Counsel for defendant in their brief say that under the physical conditions obtaining at the time the injuries complained of were received, plaintiff had ample time to seat himself before the cars reached the wagon by which he was struck; at the same time they admit that the testimony as to the cause of the injuries of which plaintiff complains, was exceedingly conflicting. This question was one of the issues presented by the instructions to which no objections are made, [656]*656save and except plaintiff’s first, and the jury found against defendant’s contention.
Nor is it claimed that the verdict was not authorized by the evidence, except as to the amount, which defendant insists was excessive, and manifestly the result of prejudice on the part of the jury, and greatly in excess of any sum which the evidence justified, and that the judgment ought to be reversed upon that ground. That this court will reverse the judgment of a trial court based upon the verdict of a jury which is manifestly the result of prejudice, or passion, there can be no doubt, but there is nothing in this record to sustain this assertion. Clearly the amount of the verdict itself, under the circumstances attending the injury, and its consequent results would not justify such an imputation upon the jury.

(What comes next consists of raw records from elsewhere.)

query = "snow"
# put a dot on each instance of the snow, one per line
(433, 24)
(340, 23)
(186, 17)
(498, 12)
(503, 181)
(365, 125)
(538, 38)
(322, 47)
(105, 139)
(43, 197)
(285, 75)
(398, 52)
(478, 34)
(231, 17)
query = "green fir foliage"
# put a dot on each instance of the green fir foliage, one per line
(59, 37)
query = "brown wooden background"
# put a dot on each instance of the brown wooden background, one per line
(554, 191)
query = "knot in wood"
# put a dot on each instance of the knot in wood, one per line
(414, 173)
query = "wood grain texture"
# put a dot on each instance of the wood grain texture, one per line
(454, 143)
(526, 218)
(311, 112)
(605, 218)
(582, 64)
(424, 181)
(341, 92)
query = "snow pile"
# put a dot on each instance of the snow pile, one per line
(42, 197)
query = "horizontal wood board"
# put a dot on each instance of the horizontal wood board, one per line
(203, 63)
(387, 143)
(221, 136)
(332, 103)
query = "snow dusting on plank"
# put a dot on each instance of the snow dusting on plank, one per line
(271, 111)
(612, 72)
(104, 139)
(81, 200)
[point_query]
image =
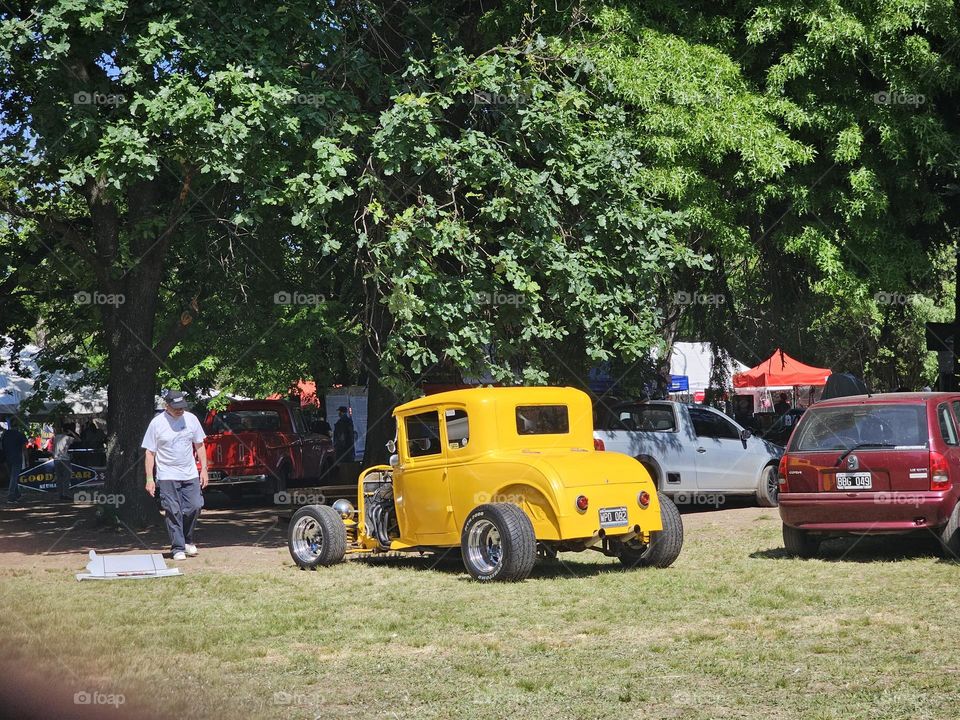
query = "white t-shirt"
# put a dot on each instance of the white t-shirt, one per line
(61, 446)
(172, 440)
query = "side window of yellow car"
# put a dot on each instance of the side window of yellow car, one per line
(458, 428)
(423, 434)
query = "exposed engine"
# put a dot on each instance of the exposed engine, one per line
(380, 514)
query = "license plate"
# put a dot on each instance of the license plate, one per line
(854, 481)
(613, 517)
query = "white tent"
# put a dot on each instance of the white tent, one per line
(15, 388)
(695, 360)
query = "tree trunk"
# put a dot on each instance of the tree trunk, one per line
(380, 398)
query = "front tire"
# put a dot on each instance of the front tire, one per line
(317, 537)
(498, 543)
(664, 546)
(768, 491)
(800, 543)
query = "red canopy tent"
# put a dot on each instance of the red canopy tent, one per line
(781, 370)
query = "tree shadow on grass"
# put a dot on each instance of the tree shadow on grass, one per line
(42, 526)
(867, 549)
(449, 562)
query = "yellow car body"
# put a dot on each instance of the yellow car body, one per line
(464, 453)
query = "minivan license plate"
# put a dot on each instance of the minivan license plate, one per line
(854, 481)
(613, 517)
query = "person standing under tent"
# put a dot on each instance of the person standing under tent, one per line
(13, 443)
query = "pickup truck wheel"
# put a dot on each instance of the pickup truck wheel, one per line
(498, 543)
(664, 546)
(769, 487)
(950, 536)
(800, 543)
(317, 537)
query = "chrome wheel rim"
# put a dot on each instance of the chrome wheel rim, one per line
(307, 539)
(484, 547)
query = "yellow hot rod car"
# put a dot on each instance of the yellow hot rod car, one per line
(503, 473)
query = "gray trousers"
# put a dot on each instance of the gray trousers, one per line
(182, 500)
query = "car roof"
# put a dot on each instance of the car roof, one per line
(910, 398)
(512, 393)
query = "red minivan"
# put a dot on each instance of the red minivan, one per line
(872, 464)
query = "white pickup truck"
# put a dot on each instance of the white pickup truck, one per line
(691, 450)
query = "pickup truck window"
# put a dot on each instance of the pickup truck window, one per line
(423, 434)
(658, 418)
(710, 424)
(542, 420)
(243, 420)
(458, 428)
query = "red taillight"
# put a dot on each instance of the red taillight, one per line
(939, 472)
(782, 474)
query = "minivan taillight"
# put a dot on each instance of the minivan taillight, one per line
(782, 473)
(939, 472)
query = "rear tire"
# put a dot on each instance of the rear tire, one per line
(317, 537)
(664, 546)
(769, 489)
(800, 543)
(950, 536)
(498, 543)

The only question remaining is with respect to the amount of damages allowed by the jury, whether or not excessive, and if so if to such an extent as to justify a reversal upon that ground. Plaintiff was the only witness who testified as to the nature and extent of his injuries, pain and suffering, and, according to his testimony which was not contradicted, he remained in bed continuously for about two months after-wards; that his hand was bruised and his thumb dislocated; that his ribs were fractured; that he expectorated blood quite freely at first for about six weeks, and that for six months after the accident he was unable to sleep on his right side because of the pain it gave him to- do so; that at the time of the trial, two and one-half years after the accident, he was a nervous wreck, unable to do work of any kind, and that he then was suffering with pains on both sides; that his skin on his right sidé was mottled in appearance, and that previous to the time of the accident he was in good health for a man of his age, and was suffering no infirmity.
While plaintiff’s injuries were serious the damages assessed seem large, but the judge who tried the case gave the verdict his sanction, and, under such circumstances, the verdict is not [657]*657so excessive as to justify us in reversing the judgment upon that ground alone.
We therefore affirm the judgment. Gantt, G. J., Brace and Valliant, JJ., concur; Sherwood, Marshall and Robinson, JJ., dissent.